This report has defined the transcriptional changes induced by JNK signaling within both scrib>RasACT and scrib>NACT tumors by carrying out comparative microarray expression arrays. This analysis that JNK exerts a profound effect upon the transcriptional profile of both Ras and Notch-driven tumor types. The expression of nearly 1000 genes was altered by the expression of bskDN in either Ras or Notch-driven tumors, and less than half of these changes were shared between the two tumor types, indicating that JNK signaling elicits unique tumorigenic expression profiles depending upon the cooperating oncogenic signal. Nevertheless, of the 399 JNK-regulated probe sets shared between Ras and Notch-driven tumors, it is hypothesized that these had the potential to provide key insights into JNK's oncogenic activity, and to prioritize these targets, it was considered that the expression of the critical oncogenic regulators would not just be altered by bskDN, but would be normalized to close to wild type levels. This subset of the 399 probe set was identified by comparing the expression profile of each genotype back to control tissue, thereby producing a more focussed JNK signature of 103 genes. Notably, this included previously characterized targets of JNK in the tumors, such as Mmp1,cherand Pax, thereby providing validation of the approach. Also amongst these candidates were 4 BTB-ZF genes; two of which were upregulated by JNK in the tumors (chinmo and fru), and two downregulated (br and ttk) (Doggett, 2015).

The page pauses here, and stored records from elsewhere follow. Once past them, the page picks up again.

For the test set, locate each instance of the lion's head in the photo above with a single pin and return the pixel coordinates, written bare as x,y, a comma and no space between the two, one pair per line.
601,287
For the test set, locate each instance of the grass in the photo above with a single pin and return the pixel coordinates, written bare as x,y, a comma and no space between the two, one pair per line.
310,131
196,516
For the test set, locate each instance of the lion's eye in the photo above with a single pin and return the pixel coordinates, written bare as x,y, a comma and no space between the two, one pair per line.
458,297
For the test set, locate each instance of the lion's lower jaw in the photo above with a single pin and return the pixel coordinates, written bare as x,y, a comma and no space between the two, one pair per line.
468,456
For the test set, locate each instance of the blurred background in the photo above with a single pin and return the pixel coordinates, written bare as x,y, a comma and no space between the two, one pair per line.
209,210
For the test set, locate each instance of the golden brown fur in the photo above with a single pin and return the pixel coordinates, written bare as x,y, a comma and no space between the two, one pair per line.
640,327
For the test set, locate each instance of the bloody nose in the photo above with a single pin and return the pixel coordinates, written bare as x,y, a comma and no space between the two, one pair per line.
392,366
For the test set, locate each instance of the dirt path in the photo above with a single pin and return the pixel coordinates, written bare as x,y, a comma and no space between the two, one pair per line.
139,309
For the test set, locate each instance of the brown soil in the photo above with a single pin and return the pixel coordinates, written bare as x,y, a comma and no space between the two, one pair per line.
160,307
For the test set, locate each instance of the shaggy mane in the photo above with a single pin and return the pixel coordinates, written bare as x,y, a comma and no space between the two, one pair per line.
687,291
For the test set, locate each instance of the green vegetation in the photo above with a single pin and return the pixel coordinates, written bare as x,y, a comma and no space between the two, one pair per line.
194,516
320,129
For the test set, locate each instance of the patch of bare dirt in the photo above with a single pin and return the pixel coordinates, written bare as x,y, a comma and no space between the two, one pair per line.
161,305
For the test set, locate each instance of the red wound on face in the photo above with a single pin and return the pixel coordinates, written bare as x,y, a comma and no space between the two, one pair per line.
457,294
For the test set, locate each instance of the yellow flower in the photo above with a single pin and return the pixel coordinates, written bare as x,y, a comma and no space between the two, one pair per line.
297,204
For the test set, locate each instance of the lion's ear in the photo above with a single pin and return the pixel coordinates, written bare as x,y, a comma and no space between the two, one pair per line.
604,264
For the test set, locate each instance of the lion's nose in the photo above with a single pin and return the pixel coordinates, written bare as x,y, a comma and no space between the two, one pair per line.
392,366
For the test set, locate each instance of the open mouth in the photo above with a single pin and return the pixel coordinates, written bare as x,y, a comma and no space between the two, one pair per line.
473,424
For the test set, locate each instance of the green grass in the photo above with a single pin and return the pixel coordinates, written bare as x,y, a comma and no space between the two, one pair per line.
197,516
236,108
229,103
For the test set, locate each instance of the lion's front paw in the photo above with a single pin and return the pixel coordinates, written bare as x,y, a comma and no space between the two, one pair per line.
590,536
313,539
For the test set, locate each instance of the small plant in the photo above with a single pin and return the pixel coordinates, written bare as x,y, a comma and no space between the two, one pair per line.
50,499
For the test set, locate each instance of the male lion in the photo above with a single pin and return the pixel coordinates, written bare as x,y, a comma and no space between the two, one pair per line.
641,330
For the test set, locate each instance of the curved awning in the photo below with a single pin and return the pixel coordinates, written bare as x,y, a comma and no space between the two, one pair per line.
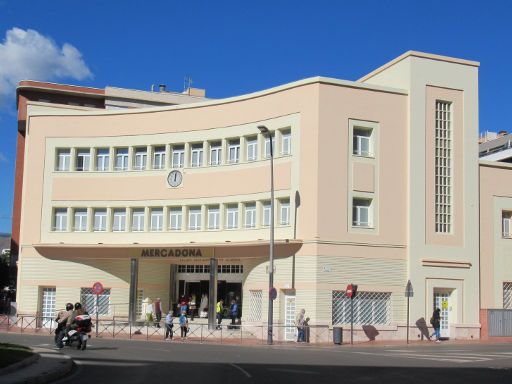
173,253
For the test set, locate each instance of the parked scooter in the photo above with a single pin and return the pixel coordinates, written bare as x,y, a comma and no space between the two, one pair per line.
79,332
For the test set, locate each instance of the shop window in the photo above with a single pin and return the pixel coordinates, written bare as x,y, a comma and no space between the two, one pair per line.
88,300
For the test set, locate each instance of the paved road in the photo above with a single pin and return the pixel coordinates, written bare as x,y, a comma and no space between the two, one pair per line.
128,362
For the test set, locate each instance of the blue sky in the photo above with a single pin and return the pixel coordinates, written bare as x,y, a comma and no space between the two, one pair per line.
235,47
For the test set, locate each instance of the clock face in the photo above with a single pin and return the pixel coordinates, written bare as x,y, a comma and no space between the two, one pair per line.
175,178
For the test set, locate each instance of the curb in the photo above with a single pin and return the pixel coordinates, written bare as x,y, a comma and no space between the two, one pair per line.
44,369
20,364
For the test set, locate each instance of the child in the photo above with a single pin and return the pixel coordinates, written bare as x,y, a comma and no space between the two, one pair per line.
183,324
168,326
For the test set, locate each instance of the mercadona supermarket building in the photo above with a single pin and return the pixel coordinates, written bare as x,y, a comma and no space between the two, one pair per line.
376,183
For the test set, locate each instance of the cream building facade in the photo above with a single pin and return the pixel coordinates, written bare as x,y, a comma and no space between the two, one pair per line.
376,184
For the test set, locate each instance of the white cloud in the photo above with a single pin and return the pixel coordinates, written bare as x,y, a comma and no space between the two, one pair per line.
26,54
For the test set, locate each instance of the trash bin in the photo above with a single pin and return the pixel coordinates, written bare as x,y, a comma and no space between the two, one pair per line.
337,335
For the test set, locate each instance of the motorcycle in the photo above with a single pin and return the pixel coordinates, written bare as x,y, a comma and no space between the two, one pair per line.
79,332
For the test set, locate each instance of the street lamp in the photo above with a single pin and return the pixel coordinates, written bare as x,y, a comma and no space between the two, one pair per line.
266,133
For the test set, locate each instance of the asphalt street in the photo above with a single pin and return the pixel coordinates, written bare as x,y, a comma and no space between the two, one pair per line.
125,361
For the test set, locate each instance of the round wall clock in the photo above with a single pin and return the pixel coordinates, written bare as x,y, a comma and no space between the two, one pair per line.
175,178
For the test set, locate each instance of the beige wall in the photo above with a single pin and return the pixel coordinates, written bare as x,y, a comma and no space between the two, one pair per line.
495,251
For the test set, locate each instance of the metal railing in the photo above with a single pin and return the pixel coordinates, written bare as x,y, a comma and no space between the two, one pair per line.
197,332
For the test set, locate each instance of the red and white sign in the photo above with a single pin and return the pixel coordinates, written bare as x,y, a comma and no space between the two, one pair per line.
349,291
97,288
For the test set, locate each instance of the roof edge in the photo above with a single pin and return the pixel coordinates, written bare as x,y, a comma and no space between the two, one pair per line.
422,55
253,95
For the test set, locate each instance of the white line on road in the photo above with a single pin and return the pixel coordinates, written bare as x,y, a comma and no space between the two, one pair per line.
247,374
293,371
109,364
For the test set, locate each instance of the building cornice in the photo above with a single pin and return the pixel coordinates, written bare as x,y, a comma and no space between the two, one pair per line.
422,55
229,100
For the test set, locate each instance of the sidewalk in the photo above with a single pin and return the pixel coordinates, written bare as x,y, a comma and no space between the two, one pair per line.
47,365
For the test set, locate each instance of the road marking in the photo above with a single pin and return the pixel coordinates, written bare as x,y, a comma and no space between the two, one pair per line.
293,371
109,364
247,374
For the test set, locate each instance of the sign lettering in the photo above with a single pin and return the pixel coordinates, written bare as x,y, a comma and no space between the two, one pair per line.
171,252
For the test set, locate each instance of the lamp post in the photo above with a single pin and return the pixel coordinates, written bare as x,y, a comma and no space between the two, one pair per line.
266,133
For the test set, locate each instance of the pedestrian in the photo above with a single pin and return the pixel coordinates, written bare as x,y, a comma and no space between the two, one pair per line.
218,311
183,324
193,306
62,320
157,309
435,321
168,326
299,323
233,312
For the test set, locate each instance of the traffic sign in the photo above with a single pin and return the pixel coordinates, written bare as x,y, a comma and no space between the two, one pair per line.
97,288
348,292
408,290
273,293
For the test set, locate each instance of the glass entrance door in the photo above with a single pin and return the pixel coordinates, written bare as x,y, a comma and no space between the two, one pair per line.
442,300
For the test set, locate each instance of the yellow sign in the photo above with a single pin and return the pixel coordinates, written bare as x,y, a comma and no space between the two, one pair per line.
158,253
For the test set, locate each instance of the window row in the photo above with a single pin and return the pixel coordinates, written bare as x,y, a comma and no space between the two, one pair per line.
225,268
207,153
156,219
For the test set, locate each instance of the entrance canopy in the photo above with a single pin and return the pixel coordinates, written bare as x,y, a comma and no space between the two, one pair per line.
170,253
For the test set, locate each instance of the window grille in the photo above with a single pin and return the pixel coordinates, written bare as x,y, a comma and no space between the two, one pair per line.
507,295
370,308
507,224
443,168
256,304
88,300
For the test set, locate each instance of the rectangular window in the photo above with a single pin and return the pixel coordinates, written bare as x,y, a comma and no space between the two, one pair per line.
443,167
88,300
369,308
234,151
267,146
250,215
194,218
138,220
60,219
100,220
63,159
507,295
80,220
362,141
102,159
119,220
362,212
213,217
506,218
286,143
121,159
252,148
284,216
159,157
255,305
83,159
175,218
215,153
232,216
266,213
196,155
157,219
178,156
140,157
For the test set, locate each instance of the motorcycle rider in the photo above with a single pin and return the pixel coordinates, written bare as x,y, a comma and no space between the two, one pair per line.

Focussing upon chinmo, chinmo overexpression was shown to be sufficient to prime epithelial cells for cooperation with RasACT in both the eye antennal disc and in the adult midgut epithelium, and that chinmo is required for cooperative RasACTor NACT-driven tumor overgrowth, although its function was only exposed when its knockdown was combined with knockdown of a functionally similar BTB-ZF transcription factor, abrupt. This family of proteins is highly oncogenic in Drosophila, since previous work has shown that ab overexpression can cooperate with loss of scrib to promote neoplastic overgrowth, and in these studies, it was also shown that overexpression of a fru isoform normally expressed in the eye disc is capable of promoting cooperation with RasACT and NACT in the eye-antennal disc, in a similar manner to chinmo overexpression. Thus, whether fru also plays a role in driving Ras or Notch-driven tumorigenesis warrants further investigation. Indeed, a deeper understanding of the oncogenic activity of these genes is likely to be highly relevant to human tumors, since of the over 40 human BTB-ZF family members, many are implicated in both haematopoietic and epithelial cancers, functioning as either oncogenes (eg., Bcl6, BTB7) or tumor suppressors (eg., PLZF, HIC1). Furthermore, over-expression of BTB7, can also cooperate with activated Ras in transforming primary cells, and its loss makes MEFs refractory to transformation by various key oncogenes such as Myc, H-rasV12 and T-Ag, suggesting that cooperating mechanisms between BTB-ZF proteins and additional oncogenic stimuli might be conserved (Doggett, 2015).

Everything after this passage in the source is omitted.